We all have other jobs – Damien owns his own company and works insane hours, Catharine is a Chief Storytelling Officer and college professor. I’ve learned that staying close to writing and what I love is actually good enough. Weighing that book down with both emotional and financial expectations can backfire causing massive writer’s block and pain.
Book sales don’t really pay the bills, so here are five ideas:
Working in the publishing industry is a no brainer. If you’re lucky enough to secure a job with a publishing house, or even like my niece, an internship, you can get top industry contacts and tips to help improve your own writing. Additionally, you’ll typically have access to many more avenues and important people to help promote your own publication aspirations. One popular job in this field is a book editor. There are different kinds of editors who work in the field, such as proofreaders or fact checkers. As a coach I work with the development phase and need to hire those wonderful proofreaders and fact checkers.
- Advertising, Marketing and Social
Some writers get their start in advertising and eventually make a transition to solely writing for publication. Or you can be like Ogden Nash and write poetry while also writing ads. The most directly related job is a copywriter, who is responsible for creating advertisement copy in a variety of ways. Many Social Media positions include marketing and writing.
Some published authors come directly from the field of journalism. It’s not unheard of for someone with a journalism degree and a strong career in writing feature articles to make the switch to writing novels. Like say, Earnest Hemmingway (without the suicide). Feature writing and fiction writing share some of the same characteristics. If you are so inclined, many community colleges, public universities and private universities offer degrees in jounalism.

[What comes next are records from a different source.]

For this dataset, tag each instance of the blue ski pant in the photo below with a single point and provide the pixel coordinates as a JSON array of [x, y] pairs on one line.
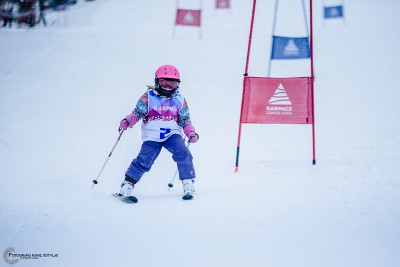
[[150, 151]]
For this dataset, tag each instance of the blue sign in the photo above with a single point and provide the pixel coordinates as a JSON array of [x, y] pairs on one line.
[[333, 12], [290, 47]]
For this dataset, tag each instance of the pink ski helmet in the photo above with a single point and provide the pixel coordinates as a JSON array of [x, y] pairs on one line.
[[168, 71]]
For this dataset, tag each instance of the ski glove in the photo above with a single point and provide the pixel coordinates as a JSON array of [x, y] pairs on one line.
[[124, 124], [128, 121], [190, 132], [193, 137]]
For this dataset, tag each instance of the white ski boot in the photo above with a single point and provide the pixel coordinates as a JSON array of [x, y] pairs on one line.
[[188, 189], [126, 192]]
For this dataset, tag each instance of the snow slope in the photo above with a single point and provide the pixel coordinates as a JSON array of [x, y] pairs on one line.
[[65, 88]]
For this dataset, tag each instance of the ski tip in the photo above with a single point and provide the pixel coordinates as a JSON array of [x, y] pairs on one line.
[[187, 197], [130, 199]]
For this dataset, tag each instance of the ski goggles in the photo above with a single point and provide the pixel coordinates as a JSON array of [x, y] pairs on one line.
[[168, 84]]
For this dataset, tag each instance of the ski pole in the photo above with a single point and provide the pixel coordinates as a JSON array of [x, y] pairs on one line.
[[109, 155], [171, 184]]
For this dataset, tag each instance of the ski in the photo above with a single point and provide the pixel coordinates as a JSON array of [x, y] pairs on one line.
[[130, 199]]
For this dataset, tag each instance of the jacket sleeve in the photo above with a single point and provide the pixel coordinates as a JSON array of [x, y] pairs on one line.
[[141, 110], [184, 115]]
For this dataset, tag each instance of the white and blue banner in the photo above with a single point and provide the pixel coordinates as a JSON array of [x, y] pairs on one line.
[[290, 47], [333, 12]]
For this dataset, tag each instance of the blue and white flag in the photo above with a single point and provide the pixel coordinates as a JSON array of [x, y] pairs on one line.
[[290, 47], [333, 12]]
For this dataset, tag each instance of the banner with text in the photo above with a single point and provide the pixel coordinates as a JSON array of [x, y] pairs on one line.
[[277, 100], [188, 17]]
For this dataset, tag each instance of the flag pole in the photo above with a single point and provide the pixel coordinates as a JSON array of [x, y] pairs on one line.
[[244, 79], [312, 84]]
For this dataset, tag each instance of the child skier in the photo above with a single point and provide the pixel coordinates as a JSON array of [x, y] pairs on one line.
[[164, 113]]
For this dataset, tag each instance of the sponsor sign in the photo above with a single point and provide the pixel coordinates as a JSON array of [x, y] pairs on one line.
[[277, 100]]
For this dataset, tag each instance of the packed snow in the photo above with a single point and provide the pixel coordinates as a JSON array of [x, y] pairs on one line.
[[65, 88]]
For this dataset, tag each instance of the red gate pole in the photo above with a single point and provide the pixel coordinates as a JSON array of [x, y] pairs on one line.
[[245, 75], [312, 83]]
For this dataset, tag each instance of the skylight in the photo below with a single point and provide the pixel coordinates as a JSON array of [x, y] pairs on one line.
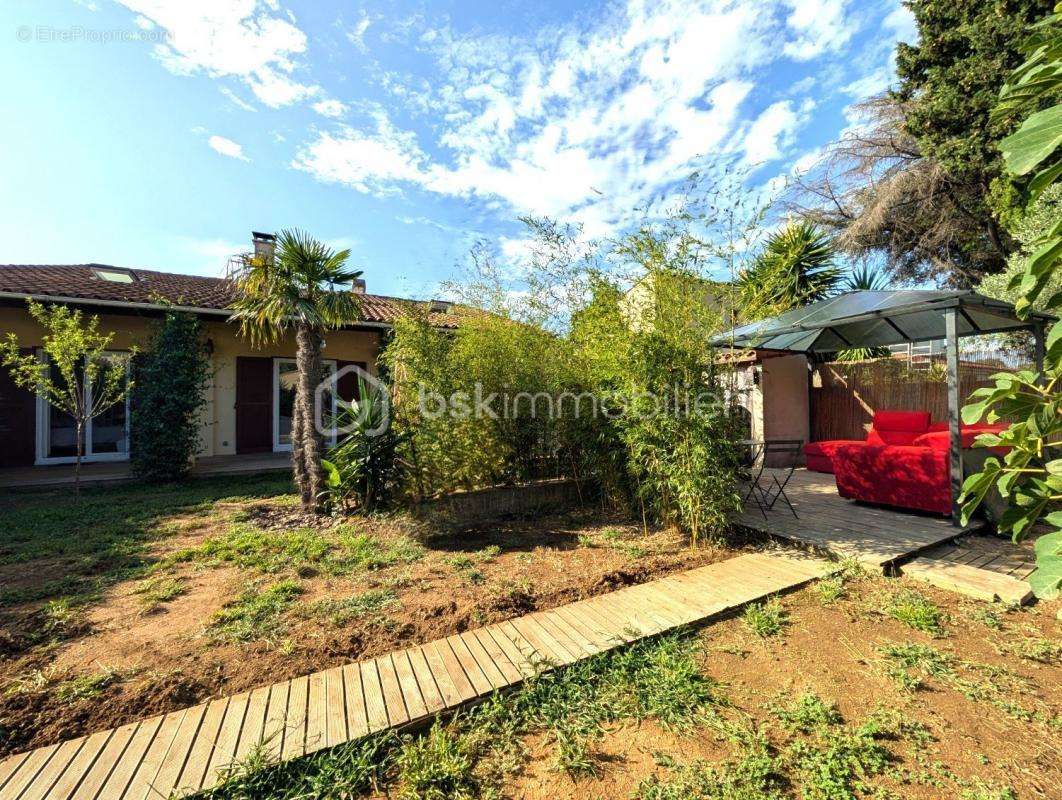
[[115, 276]]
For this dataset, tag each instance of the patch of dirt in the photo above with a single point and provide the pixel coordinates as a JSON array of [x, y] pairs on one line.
[[833, 651], [165, 660]]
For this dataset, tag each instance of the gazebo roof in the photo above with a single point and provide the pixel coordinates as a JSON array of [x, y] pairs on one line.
[[871, 319]]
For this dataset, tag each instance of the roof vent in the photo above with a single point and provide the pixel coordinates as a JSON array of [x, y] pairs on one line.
[[115, 275], [440, 306]]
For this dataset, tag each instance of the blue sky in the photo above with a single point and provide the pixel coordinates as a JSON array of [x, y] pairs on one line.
[[159, 133]]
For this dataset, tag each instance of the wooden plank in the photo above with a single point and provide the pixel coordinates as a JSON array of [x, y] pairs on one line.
[[509, 670], [484, 661], [317, 714], [53, 770], [467, 661], [228, 737], [173, 763], [143, 780], [429, 688], [982, 584], [254, 724], [410, 688], [517, 658], [79, 766], [276, 717], [294, 725], [199, 756], [119, 779], [336, 708], [357, 721], [100, 770], [397, 714], [10, 766], [451, 694], [376, 711]]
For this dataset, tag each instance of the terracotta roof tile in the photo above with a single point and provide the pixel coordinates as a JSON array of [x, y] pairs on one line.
[[83, 282]]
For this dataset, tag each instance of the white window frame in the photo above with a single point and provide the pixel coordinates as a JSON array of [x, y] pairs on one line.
[[277, 446], [44, 428]]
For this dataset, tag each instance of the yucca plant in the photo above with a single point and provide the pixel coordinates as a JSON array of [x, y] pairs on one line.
[[303, 287], [797, 267]]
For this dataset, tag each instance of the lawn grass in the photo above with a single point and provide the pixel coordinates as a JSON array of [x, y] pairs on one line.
[[102, 538]]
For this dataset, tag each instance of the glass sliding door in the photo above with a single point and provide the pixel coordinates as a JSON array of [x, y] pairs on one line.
[[285, 378]]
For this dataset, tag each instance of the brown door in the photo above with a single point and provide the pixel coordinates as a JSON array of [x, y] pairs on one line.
[[18, 422], [254, 404]]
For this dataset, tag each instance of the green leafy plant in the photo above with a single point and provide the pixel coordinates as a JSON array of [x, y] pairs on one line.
[[301, 288], [169, 390], [78, 376], [364, 470]]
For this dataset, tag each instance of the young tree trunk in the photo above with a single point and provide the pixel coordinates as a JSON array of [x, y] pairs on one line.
[[308, 361], [76, 462]]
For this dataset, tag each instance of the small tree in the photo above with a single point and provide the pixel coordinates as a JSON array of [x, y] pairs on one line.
[[91, 379], [171, 379]]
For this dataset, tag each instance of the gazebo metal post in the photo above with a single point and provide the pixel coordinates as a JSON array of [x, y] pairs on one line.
[[952, 345]]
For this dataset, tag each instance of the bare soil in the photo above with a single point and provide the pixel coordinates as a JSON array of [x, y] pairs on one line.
[[832, 650], [166, 659]]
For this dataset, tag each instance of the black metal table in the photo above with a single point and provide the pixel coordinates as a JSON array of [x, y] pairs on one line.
[[767, 490]]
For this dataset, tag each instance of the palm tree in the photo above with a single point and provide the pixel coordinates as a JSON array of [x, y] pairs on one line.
[[795, 267], [300, 288]]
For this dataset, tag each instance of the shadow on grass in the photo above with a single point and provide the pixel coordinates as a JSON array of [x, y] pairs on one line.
[[55, 547]]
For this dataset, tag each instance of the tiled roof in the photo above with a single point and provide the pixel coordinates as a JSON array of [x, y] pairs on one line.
[[149, 287]]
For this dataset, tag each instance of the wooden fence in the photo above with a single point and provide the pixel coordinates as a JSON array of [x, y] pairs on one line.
[[844, 394]]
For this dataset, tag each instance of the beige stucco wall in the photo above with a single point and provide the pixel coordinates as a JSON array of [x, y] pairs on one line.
[[785, 397], [218, 419]]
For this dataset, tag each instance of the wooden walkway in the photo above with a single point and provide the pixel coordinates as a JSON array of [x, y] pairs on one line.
[[187, 750], [874, 537]]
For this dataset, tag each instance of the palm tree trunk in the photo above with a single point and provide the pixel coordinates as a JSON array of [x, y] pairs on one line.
[[308, 361]]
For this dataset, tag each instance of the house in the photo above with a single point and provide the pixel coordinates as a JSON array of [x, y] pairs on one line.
[[250, 400]]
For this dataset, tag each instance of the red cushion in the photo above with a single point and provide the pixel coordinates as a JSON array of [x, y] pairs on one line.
[[902, 476], [820, 455], [897, 427]]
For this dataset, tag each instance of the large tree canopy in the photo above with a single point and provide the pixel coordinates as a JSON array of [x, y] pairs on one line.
[[919, 182]]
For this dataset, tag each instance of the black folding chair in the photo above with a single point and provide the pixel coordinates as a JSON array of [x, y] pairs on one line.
[[766, 490]]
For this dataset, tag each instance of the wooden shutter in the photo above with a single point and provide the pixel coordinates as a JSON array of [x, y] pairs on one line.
[[18, 421], [254, 404]]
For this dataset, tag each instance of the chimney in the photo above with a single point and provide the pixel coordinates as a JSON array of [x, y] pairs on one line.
[[264, 244]]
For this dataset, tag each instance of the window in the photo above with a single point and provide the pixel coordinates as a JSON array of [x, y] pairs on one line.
[[104, 439], [285, 376], [115, 276]]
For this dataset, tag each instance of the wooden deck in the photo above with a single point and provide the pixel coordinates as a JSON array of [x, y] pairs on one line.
[[187, 750], [875, 537]]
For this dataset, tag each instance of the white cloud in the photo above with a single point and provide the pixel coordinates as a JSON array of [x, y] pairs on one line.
[[237, 100], [227, 147], [821, 26], [243, 38], [331, 108]]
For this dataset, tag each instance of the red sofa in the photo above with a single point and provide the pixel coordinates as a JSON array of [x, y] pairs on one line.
[[888, 427], [913, 475]]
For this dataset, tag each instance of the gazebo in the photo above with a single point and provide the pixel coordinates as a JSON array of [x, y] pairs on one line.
[[873, 319]]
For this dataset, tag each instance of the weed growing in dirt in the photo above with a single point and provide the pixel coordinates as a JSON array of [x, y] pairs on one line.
[[915, 611], [157, 590], [101, 539], [766, 618], [256, 614], [369, 606], [473, 754], [302, 551]]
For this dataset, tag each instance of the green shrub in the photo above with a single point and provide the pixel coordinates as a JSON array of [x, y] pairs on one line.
[[169, 388]]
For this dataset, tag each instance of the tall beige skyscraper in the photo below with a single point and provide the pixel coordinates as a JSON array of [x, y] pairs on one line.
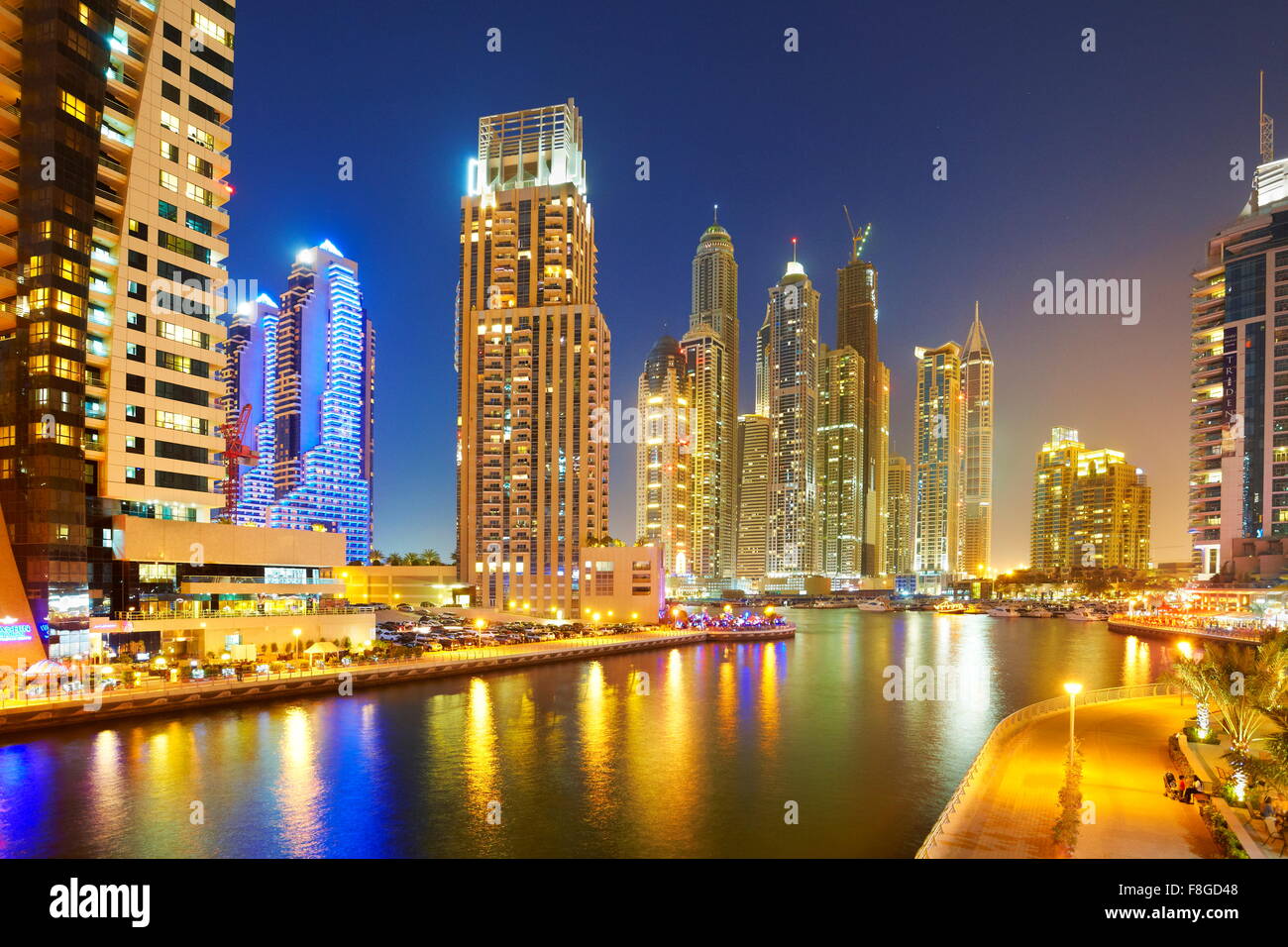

USC offers a degree in communications
helping aspiring journalists who want to improve their skills in the field.
Many of us with advanced degrees default into Education. English, communications, marketing, social media, literature. Teachers in this subject can work on promoting their love of the written word to a young audience while also developing their own skills and talents in the field. Getting an advanced degree in education may be a wise choice to help you continue your career success. With summers off and plenty of holidays, you’ll have time to work on your publishing dreams.Click here to learn more about pursuing advanced study at Maryville University.
5. Public Relations
The last career option for someone who dreams of being an author is in public relations. Many public relations professionals are heavily involved in writing corporate communication materials or developing speeches for public figures. Working on this type of writing can be great practice to get your skill as a wordsmith even stronger.
Being a full-time writer can be a challenge to say the least. Most of us know that it’s not up to our books to earn us a living, we write for love and fame. The rest of it just looks like work.